Unfortunately last night the incremental restore borked, pushing the cluster into an unusable state. It started actively refusing any new connections and to prevent damages the grid has been again taken offline and put into maintenance mode. The backend team will need more time to fine tune the process to strip free space out of the existing assets.
The idea was to have the ‘conversion’ process use smaller batches of around 10 million assets at a time. This to reduce overall unavailability of given assets that are in that process. It also enables the team to interfere more efficiently and resolve any issues if they would surface. Unfortunately we pushed this a little sooner than we probably should have. It’s going to take more time. We were already aware we’re pushing the envelope qua load, as we noticed in-world things are not as snappy as we would like them to be.
Q & A
Why can’t you immediately tell us exactly what failed ? Because we are technicians and not computer psychics. We observe an issue, try to find the cause, and see if we can fix it. But not everything is simple and obvious, and despite failures being obvious, finding their source sometimes takes time. So the grid goes off, and we place an alert message. We know the cluster is under a lot of load. And issues have been found to be due to this workload, whilst writing a process went hanging. But its not always immediately obvious why something fails. Stuff can be caused by a lack of resources, a memory leak, an attack on our servers, a network failure, broken code, system or config issue, or any of a gazillion of other things. But it’s assets we deal with. So prio1 is to protect your “things”. We don’t take the grid down unless we feel we need to.

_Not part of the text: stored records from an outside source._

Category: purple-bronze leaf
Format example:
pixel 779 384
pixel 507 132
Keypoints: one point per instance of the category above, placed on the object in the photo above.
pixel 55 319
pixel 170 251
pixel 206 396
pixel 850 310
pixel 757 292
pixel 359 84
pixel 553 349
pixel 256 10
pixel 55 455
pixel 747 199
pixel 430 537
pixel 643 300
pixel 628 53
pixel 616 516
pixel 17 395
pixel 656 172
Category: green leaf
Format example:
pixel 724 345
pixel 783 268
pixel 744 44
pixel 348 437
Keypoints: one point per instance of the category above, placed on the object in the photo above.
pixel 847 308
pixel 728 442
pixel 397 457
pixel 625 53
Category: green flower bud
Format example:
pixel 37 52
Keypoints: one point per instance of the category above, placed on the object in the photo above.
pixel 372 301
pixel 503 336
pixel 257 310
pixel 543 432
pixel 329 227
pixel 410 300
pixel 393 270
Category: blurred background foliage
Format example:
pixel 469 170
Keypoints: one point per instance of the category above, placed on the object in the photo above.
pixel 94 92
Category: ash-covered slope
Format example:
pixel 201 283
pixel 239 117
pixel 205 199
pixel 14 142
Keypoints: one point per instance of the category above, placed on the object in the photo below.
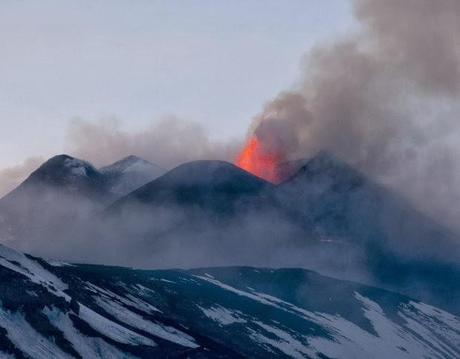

How long will this take ? We can’t answer this question. The educated guess is we probably opened back up too soon. Opening up ASAP would still have my personal preference, but the backend team will have the only sensible, and probably a more conservative opinion on this. So we have no ETA to share at this moment, we’re working on it. We explained in the previous post we are online provisionally. I know it’s not what you want to read, but we’re in an ongoing process here. It’s not a new issue. We can only request you to hang in there.
Were there a lot of issues reported last week ? So far we have only seen sporadic issues like an avatar or texture (like my OSgrid shirt from 2013) that didn’t want to load. Loading outfit also appeared slower than normal. But no reports of significant failures, wiped regions or things going completely MIA. Yesterday region servers started to report asset failures due to refused connections. Note that does not read “broken assets” anywhere. The cluster was just so busy / stuck it decided, “Nope, just go away” at every new request, so we had to turn of access.
Community Meeting Sunday December 23rd OSgrid has it’s annual Membership meeting planned at noon, Hurliman Plaza. We welcome your input and feedback. This is a good moment to reflect where you stand, as resident, donator, entertainer, artist, host greeter, on your existence in here, and can provide feedback on where you’d like to see things go, and what concerns you.